Маша, милая, вредная моя Маша! Ровно в том же был уверен и я – и, как ни странно, тоже испытывал облегчение. Выправившись после запоя, я и вообще мог бы поверить, что никакого твоего приезда и не было, и все просто привиделось мне в одном из цветных алкогольных снов, которые изредка, да, бывают приятными – если бы не книги, те самые полсотни авторских экземпляров, что ты привезла мне.

Дизайнер обложки постарался на славу и проявил хороший творческий вкус, разместив в центре окно, из какого глядел в упор на читателя пронзительный глаз, слепленный на самом деле из двух половинок – половинки женской и половинки мужской. Однако понималось это с секундной задержкой – и на меня лично, помню, произвело сильное впечатление. Что же, книга вышла замечательной, но на наших с тобой отношениях был поставлен, не сомневался я, крест.

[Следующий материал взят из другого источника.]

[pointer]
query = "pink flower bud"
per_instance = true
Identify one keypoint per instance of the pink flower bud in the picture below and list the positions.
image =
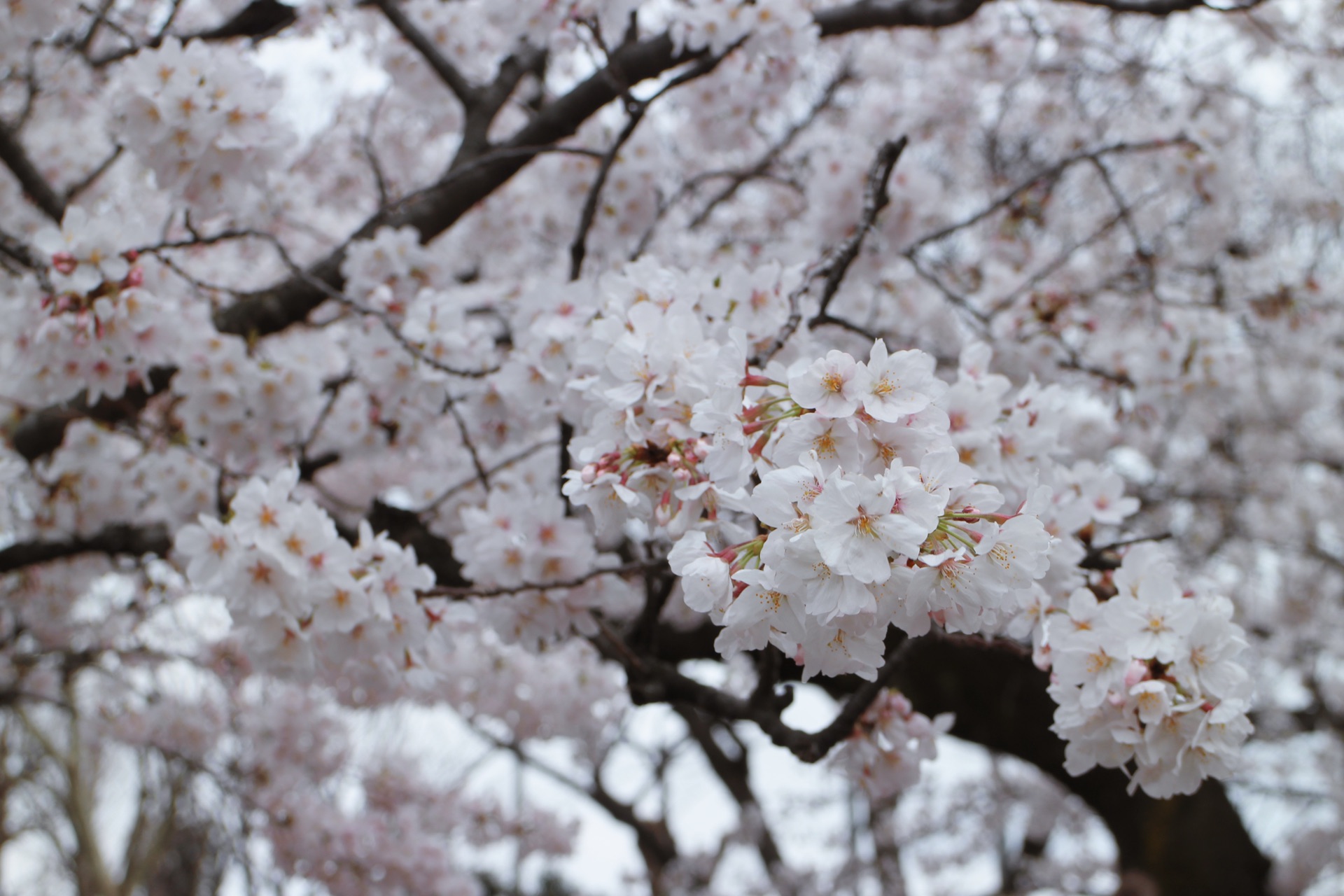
(1136, 672)
(65, 262)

Через две недели ты позвонила, была ровна, весела и словом даже не обмолвилась о свинье, к которой приезжала недавно. Ты просто обходила эту тему стороной – как будто никакого приезда ко мне и не было вовсе. И я охотно тебе подыгрывал: в отношениях наших я не видел никакой, ни малейшей даже перспективы, и считал по-своему замечательным, что все закончилось, не успев, по сути, начаться. В противном случае это могло бы привести к самым разным, но точно уж никому не нужным неприятностям, а возможно, и страданиям. Ухабистая жизнь ожесточила меня, не спорю – но страданий я намеренно никому не желал, Маша, и менее всего – тебе. Тогда же я знал, что мы больше никогда не увидимся, и серое, с зеленоватой ноткой тоски, знание это несло спокойствие.

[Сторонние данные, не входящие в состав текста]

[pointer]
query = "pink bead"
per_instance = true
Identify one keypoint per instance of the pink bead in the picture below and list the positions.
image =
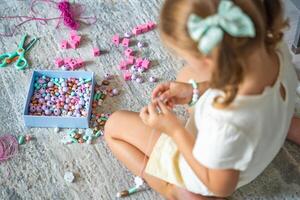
(130, 60)
(151, 25)
(146, 64)
(59, 62)
(64, 44)
(136, 30)
(68, 60)
(73, 64)
(74, 44)
(126, 42)
(96, 52)
(127, 76)
(76, 38)
(144, 28)
(138, 62)
(80, 62)
(116, 39)
(73, 33)
(123, 64)
(128, 52)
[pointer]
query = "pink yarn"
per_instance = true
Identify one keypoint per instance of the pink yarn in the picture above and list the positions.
(70, 15)
(8, 147)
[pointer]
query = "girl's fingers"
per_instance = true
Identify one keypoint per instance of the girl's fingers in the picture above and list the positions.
(163, 107)
(170, 104)
(159, 89)
(152, 109)
(144, 113)
(165, 96)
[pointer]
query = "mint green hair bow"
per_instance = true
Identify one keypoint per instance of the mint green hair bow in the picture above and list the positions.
(209, 32)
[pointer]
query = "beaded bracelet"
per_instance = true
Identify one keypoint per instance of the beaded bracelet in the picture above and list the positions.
(196, 93)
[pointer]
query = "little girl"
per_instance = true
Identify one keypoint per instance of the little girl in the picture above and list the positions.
(241, 89)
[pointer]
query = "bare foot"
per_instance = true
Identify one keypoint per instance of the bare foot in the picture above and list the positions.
(183, 194)
(294, 131)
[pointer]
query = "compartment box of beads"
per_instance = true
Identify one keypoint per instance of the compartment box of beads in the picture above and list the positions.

Я знал, ты знала, мы знали… Все и все знали – целых два месяца.

А потом я снова запил – самым отчаянным и губительным винтом за всю «карьеру» – и всякое знание оказалось ложным.

* * *

В тот раз – думаю, ему назначено было стать финальным – все шло даже хуже обычного.

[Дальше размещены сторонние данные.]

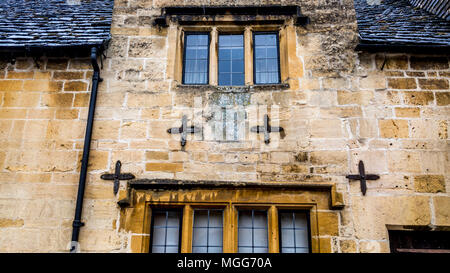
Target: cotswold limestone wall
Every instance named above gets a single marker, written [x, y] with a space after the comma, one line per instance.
[340, 107]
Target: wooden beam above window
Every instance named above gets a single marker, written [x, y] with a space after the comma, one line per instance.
[237, 15]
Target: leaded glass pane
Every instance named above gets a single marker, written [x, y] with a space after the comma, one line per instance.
[294, 232]
[231, 59]
[165, 231]
[196, 59]
[207, 231]
[266, 58]
[252, 231]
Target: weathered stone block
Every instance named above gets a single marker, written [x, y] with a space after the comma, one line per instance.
[429, 183]
[164, 167]
[402, 83]
[428, 63]
[404, 161]
[326, 128]
[410, 112]
[147, 47]
[441, 210]
[418, 98]
[156, 155]
[394, 128]
[442, 98]
[433, 84]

Пил я в последние, истекающие мои месяцы в глухую и жестокую одиночку, все контакты с внешним миром перекрывая на время пития напрочь. Когда подступал запой, а я чуял его приход безошибочно, я обзванивал, если успевал, клиентов (на жизнь, как уже было сказано, я зарабатывал частными уроками английского языка), сообщал им о недомогании – все, собственно, прекрасно знали, в чем оно заключается, и если терпели меня, то только за преподавательские достоинства, которое, видимо, у меня все же имелись – после затаривался в ближайшем гастрономе водкой, отключал все телефоны, зашторивал плотно окна и уходил в нее – в свою убогую, на краю бесславной гибели, нирвану.

Единственное, чем я позволял себе скрашивать сознательную пьяную одинокость – битловская музыка, тихонько и волшебно звучавшая где-то на периферии процесса и напоминавшая мне, пока я был в сознании, что есть в жизни и прекрасное что-то, а не только прах и тлен.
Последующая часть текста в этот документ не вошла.